Tuesday, December 17, 2013

Final Reflections: "How I Have Come to Understand Digital Culture"

I came into this class knowing a good amount about digital culture already. I had taken a course from Dr. Burton before in which he emphasized academic blogging and using social networks for social discovery and social proof. I had already been researching and writing about videogames as art and literature for a while. However, what I really took away from this class is a view of the truly digital world we’re now living in. That world is open, complex, beautiful, even though in many ways not exactly new.

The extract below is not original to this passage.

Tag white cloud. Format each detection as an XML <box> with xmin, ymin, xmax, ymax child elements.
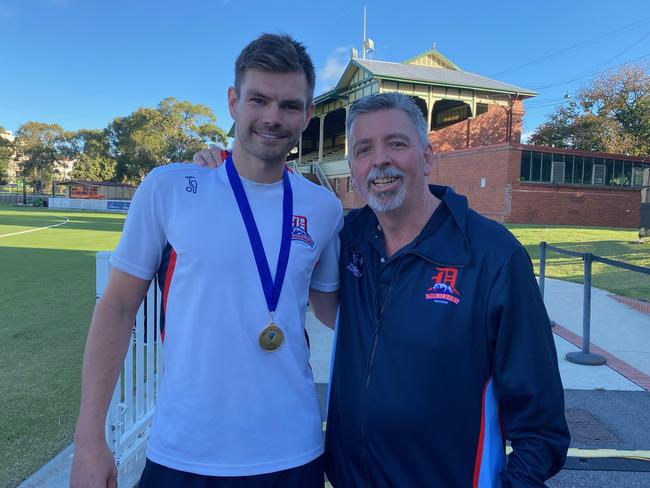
<box><xmin>317</xmin><ymin>46</ymin><xmax>352</xmax><ymax>92</ymax></box>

The new digital world I saw through this class is open in more ways than I thought. It’s open access, open opportunity, and largely open-armed. I learned a ton about copyright law and the complex issues of fair use and creative commons that I hadn’t understood before as I saw just how much information really is entirely open and free to be accessed through the internet, and how much creative content is being made open source for anyone to use and add to or adjust (the Linux operating system, for example, or Wikipedia). Our lectures on crowdsourcing were especially eye-opening to me because I hadn’t understood just how complex, powerful, and beautiful projects done asynchronously by people from all over the world could turn out to be, like Eric Whitacare's virtual choir. I saw also a wider range of opportunity provided by the internet as we talked about the do-it-yourself movement and maker culture, as well as e-publishing, social networks, and tinkering. This especially hit home to me in the video we watched of a homemade space craft. I also saw how open-armed the digital culture really can be as we talked about all the different opportunities to share undergraduate research, and how communities can and have formed around almost any topic somewhere on the Internet. I especially felt these three aspects of digital culture—open access, open opportunity, and open-armed—as I started my own blog to collect my thoughts on videogames and ultimately published with one blog and am now in the works with two others. In gathering resources to put in my writing, in collecting and forming my own thoughts, and in working with other people through the internet to get my ideas out there and receiving feedback, I have seen digital culture at work in all three of these meanings of the word “open.”

Two students who have especially helped me take my understanding of digital culture even further as I’ve gone throughout this course are, unsurprisingly, the other two students in my blogging group, Greg Bayles and Aleesha Bass. Greg showed me how the three meanings of open in the digital world can become the foundations for an entirely new kind of civilization—how real human organizations can exist entirely within the digital world, and how most physical organizations are becoming increasingly digital as well. Aleesha helped me see how our digital activity reflects our true identity in a clearer way than I ever had before. As I went through the course, I understood more about how our online actions express our identity, but as Aleesha looked specifically at Pinterest and we talked about it together, even concluding that one could tell the personality and major life events of a person based on their Pinterest boards alone, something clicked in my brain and I saw just how our digital selves connect to our real selves in a clearer way than I ever had before.

I’ve truly seen a whole new world throughout the course of this class. Even though our readings of Moby Dick have proven that the concepts, issues, and foundational ideas of the digital world certainly aren’t new, new technologies are allowing us to take those ideas and concepts and deal with those issues in bigger, faster, and deeper ways than we ever have before. It truly is a brave newdigitalworld.